265 S.E.2d 876 | Ga. Ct. App. | 1980

153 Ga. App. 551 (1980)
265 S.E.2d 876

McTIER
v.
THE STATE.

58649.

Court of Appeals of Georgia.

Submitted October 15, 1979.
Decided February 21, 1980.

William Elbert McTier, pro se.

Beverly B. Hayes, District Attorney, H. Jeff Lanier, Assistant District Attorney, for appellee.

SOGNIER, Judge.

McTier was convicted in the Superior Court of Laurens County of unlawful possession of more than one ounce of marijuana, in violation of the Georgia Controlled Substances Act. Appealing pro se, he contends (1) the *552 evidence is insufficient to support the verdict; (2) the trial court erred in admitting evidence obtained as a result of the illegal search warrant; (3) Georgia law making a husband the head of the household is unconstitutional; and (4) that his retained counsel was ineffective, thereby denying him his right to effective assistance of counsel.

Evidence presented at trial authorized the jury to find that an investigator for the Laurens County Sheriff's Office received information from two informers that McTier was selling marijuana and cocaine. Based on this information, the investigator obtained a search warrant and he and several other law enforcement officials went to McTier's residence on August 24, 1977 and conducted a search. They found some seeds and a green leafy substance which analysis revealed was marijuana. McTier's wife testified that the marijuana had been given to her to hold for some friends and her husband knew nothing about the marijuana; she would not disclose the name of her friends. She also testified that her husband was on probation and would not allow marijuana to be kept in the house. McTier also denied having any knowledge that the marijuana was in his wife's house. They both testified that the house was rented by Mrs. McTier, as she and her husband were separated periodically, although he lived at the house most of the time.
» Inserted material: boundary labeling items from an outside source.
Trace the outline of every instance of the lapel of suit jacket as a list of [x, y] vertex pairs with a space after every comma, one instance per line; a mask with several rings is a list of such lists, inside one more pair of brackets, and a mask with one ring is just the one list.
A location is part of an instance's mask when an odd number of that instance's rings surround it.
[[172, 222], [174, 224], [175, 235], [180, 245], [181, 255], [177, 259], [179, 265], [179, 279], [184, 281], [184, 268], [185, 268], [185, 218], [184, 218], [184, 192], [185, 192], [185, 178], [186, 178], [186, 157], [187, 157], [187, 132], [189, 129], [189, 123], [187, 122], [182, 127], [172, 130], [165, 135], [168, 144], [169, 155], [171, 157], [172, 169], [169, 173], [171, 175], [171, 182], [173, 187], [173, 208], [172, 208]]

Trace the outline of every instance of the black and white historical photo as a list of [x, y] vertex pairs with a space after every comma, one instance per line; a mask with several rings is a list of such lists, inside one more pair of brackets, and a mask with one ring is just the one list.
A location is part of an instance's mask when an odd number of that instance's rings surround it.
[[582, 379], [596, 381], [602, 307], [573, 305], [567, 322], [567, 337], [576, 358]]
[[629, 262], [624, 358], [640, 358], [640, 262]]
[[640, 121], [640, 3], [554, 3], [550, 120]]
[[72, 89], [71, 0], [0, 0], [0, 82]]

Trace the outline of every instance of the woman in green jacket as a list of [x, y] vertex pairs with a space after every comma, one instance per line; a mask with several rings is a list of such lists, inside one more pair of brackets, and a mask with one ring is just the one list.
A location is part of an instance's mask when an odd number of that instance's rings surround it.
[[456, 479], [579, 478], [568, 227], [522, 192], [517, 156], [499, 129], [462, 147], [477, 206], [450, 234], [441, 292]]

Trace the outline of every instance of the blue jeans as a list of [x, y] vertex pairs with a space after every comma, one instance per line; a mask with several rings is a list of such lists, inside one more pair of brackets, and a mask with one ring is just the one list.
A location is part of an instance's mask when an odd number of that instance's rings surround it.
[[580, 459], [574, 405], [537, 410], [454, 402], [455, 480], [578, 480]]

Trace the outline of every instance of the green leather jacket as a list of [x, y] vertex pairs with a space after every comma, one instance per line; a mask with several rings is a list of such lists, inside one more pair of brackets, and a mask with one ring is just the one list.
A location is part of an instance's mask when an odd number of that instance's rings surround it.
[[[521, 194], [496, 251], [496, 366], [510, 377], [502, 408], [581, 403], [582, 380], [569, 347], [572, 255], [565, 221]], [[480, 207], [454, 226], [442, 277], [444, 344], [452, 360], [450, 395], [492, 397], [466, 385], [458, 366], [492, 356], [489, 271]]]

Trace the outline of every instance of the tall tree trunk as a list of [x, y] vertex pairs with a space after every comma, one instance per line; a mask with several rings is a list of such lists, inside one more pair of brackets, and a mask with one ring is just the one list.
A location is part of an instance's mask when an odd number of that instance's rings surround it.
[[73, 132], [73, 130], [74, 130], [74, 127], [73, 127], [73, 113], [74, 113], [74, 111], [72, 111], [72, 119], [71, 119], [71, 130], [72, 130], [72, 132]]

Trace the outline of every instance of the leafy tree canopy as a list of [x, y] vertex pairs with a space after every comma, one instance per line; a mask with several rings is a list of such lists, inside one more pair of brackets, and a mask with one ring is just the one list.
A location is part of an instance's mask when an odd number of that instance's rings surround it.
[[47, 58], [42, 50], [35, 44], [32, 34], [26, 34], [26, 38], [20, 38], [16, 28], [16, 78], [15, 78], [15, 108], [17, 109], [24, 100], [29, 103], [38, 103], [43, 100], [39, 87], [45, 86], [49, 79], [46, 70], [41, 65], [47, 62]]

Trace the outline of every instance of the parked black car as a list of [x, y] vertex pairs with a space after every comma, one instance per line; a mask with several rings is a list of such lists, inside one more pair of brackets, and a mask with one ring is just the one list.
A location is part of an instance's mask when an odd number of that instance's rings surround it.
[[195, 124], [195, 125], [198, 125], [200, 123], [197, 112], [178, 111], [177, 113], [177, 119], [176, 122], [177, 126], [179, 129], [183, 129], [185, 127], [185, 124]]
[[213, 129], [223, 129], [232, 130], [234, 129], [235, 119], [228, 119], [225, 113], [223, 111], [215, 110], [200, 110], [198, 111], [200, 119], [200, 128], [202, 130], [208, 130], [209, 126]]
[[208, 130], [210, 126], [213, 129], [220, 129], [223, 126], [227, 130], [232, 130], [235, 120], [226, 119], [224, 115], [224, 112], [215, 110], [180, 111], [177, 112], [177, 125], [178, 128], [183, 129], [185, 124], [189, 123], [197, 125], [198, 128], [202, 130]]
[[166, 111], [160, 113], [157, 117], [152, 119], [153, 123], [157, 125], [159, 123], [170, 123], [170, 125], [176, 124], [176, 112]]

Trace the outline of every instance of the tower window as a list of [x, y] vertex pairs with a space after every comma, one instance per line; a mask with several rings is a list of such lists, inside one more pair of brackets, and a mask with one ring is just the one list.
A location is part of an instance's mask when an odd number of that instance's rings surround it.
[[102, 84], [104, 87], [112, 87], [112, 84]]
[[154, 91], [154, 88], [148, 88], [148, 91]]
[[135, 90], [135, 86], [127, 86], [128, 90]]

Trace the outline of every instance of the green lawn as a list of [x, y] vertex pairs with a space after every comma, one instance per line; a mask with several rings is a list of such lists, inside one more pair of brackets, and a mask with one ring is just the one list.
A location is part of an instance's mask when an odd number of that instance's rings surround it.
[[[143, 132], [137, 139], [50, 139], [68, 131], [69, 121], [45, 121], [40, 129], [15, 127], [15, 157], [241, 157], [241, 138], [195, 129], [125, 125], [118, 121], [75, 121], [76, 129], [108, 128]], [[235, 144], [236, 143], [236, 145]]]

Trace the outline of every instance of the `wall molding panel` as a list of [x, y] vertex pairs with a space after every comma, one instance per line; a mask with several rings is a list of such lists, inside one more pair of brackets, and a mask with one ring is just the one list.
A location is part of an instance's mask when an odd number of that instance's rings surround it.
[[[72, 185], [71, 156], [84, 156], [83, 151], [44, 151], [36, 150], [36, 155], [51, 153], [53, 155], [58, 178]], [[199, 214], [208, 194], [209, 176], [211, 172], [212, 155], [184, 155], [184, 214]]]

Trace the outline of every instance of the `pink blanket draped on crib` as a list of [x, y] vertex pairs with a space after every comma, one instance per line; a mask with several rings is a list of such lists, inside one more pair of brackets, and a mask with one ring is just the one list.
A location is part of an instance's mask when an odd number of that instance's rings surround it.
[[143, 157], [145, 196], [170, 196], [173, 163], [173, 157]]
1. We find the evidence related above more than sufficient to justify the verdict in this case. It is apparent the jury chose not to believe the testimony of the McTiers regarding his lack of knowledge and possession of the marijuana. The weight of the evidence and credibility of witnesses are questions for the triers of fact (State v. Smith, 134 Ga. App. 602 (215 SE2d 345) (1975)), and this court passes on the sufficiency of evidence, not its weight. Dillard v. State, 147 Ga. App. 587, 588 (249 SE2d 640) (1978). After a review of the entire record, we find that a rational trier of fact could reasonably have found from the evidence presented at trial proof of guilt of McTier beyond a reasonable doubt. Jackson v. Virginia, 443 U. S. 307 (99 SC 2781, 61 LE2d 560) (1979).

2. With regard to Enumeration 2 no objection was made to the admissibility of evidence obtained as a result *553 of a search pursuant to warrant. It is well settled that this court will not consider questions raised for the first time on appeal. Ridley v. State, 141 Ga. App. 854 (1) (234 SE2d 688) (1977). Thus, there is nothing for us to review in regard to this enumeration of error.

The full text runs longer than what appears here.